Poet Niall McDevitt, in his piece Urban shaman and psychogeographer,  signposted on our Blakean Articles page, says of Jerusalem: “Blake is a British-Israelite who sees ancient parallels between Albion and the Holy Land. His hymn Jerusalem is such a powerful statement of this belief that it unites all the warring factions of his country, and draws in everyone. Though unofficial, it must be the finest national anthem available to humanity. What could be more charmingly perverse than a national anthem which contains the word ‘satanic’ and which is named after somewhere else? … Despite his British-Israelism, there is no doubt that if Blake were alive today he would look upon modern Jerusalem with despair, and would be furious at the conditions in which Palestinians are forced to live.”
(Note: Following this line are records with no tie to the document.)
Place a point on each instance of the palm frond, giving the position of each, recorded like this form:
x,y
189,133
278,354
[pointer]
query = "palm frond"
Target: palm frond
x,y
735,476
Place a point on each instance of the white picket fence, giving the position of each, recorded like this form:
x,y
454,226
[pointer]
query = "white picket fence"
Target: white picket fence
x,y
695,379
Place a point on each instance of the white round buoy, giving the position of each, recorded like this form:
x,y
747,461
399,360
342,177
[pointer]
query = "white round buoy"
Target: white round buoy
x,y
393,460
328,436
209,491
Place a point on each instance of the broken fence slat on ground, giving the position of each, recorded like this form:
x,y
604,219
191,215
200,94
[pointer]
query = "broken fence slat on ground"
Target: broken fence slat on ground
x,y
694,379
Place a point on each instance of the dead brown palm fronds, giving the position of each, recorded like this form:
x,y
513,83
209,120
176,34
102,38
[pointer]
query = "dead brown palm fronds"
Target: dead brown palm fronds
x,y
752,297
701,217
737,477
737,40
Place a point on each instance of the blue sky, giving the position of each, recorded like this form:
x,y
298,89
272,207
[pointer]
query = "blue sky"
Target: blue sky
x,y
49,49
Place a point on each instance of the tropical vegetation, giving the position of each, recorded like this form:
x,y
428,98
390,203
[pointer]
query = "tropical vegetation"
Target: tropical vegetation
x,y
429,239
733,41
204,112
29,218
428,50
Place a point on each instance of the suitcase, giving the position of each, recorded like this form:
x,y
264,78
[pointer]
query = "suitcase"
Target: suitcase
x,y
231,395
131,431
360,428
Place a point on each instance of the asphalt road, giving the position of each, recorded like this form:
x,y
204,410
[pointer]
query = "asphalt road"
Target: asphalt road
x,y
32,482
And musician Jah Wobble said that “For years, people were telling me that I’d love William Blake, but I had never felt like poetry related to me. When I thought of Blake I thought of Jerusalem and Last Night of the Proms and all that flag-waving, which put me off … I don’t think anybody really understands Blake. Songs of Innocence and of Experience seems pretty straightforward, but even there if you scratch the surface it gets really heavy. He’s been hijacked by retired colonels in Surrey who think he represents their Albion, and he absolutely doesn’t. Blake was nonconformist and imaginative and rule-breaking. If Blake had been my age in the 1970s, he would have been on the punk scene, without a doubt. He was a regular London bloke who worked for a living.” You can find Perspectives: Jah Wobble, musician, on William Blake via our Blakean Articles.